First Squad's second fire team looked for a way to dump the sleeping gas into the ventilation system, but there were no intakes. All they had was the exhaust from the system, and they moved swiftly to their alternate assigned role under Case Zulu, deploying rapidly outward to take over the perimeter while Second Squad broke in through the vehicle entrance. Even as they did, Sergeant Cassidy's team went up the ridge in the long, flying leaps of their jump gear, and more breaching charges thundered as they blew their way in through the sides of the tower/bunker and followed Private Taluqdar down into the bowels of the installation beneath.
Chapter Forty-Five
"My God, Aivars." Bernardus Van Dort's face was ashen as he looked up from the report. "A thousand tons of modern weapons?"
"That's Kaczmarczyk's best estimate." Terekhov sat behind his desk in his day cabin, and his expression was as grim as his voice. "He may be off in either direction, but I doubt he's very far off."
"But, dear God, where did they come from?"
"We don't know. And we may not find out. We only have five prisoners, and three of them are critically wounded. Doctor Orban's doing what he can, but he's pretty sure we're going to lose at least one of them."
"And your own losses?" Van Dort asked, his voice softer.
"Two dead, one wounded," Terekhov said harshly. "Either some of these people were suicidal, or else they didn't know what the hell they were doing! Using plasma grenades in an under
ground tunnel?" He shook his head viciously. "Sure, they killed two of my Marines, but the same grenades killed at least fifteen of their people—possibly more!"
Van Dort shook his head, not in disbelief, but like a man who wished he could disbelieve.
"What do we know about their casualties?" he asked after a moment.
"So far Tadislaw's confirmed at least seventy bodies. That number may very well go up. At the moment, only his Marines are equipped for search and rescue operations in there. Without armor, or at least skinsuits, nobody can get through the fires and the heat."
Van Dort closed his eyes, trying—and, he knew, failing—to imagine what it must have been like in those narrow, underground passages when modern weapons turned them into a roaring inferno.
"I don't know what I feel," he admitted after several moments, opening his eyes again. "It was a massacre," he said, and raised one hand before Terekhov could open his mouth to protest his choice of nouns. "I said a massacre, Aivars, not an atrocity. At least we tried to give these people a chance to surrender, which is more than they've done.
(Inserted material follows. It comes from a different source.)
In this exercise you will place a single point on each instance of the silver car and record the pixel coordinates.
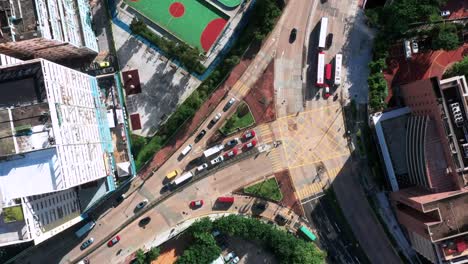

And if we've killed seventy or eighty of them, that's a drop in a bucket compared to the thousands of civilians—including children—they and their . . . colleagues have slaughtered. But it's still—what? ninety-plus percent of everyone in their base when we arrived?" He shook his head again. "Even knowing who they were, what they've done, that kind of death rate . . ."
His voice trailed off, and he shook his head again, but Terekhov barked a hard, sharp-edged laugh.
"If you want someone to spend your pity on, Bernardus, I can find you some much more deserving candidates!"
"It isn't pity, Aivars, it's—"
"I'm a naval officer, Bernardus," Terekhov interrupted. "Oh, sure I spent twenty-eight T-years as a Foreign Office weenie, but I was a Naval officer for eleven T-years first, and I've been a Naval officer for fifteen T-years since. I've spent too many years cleaning up after people who do things like this, and that affects your perspective. We call them 'pirates,' or sometimes 'slavers,' but they're no different, when you come right down to it, from Nordbrandt and her butchers. The only difference is the justification they use for their butchery, and I, for one, am not going to shed one single tear for these butchers!"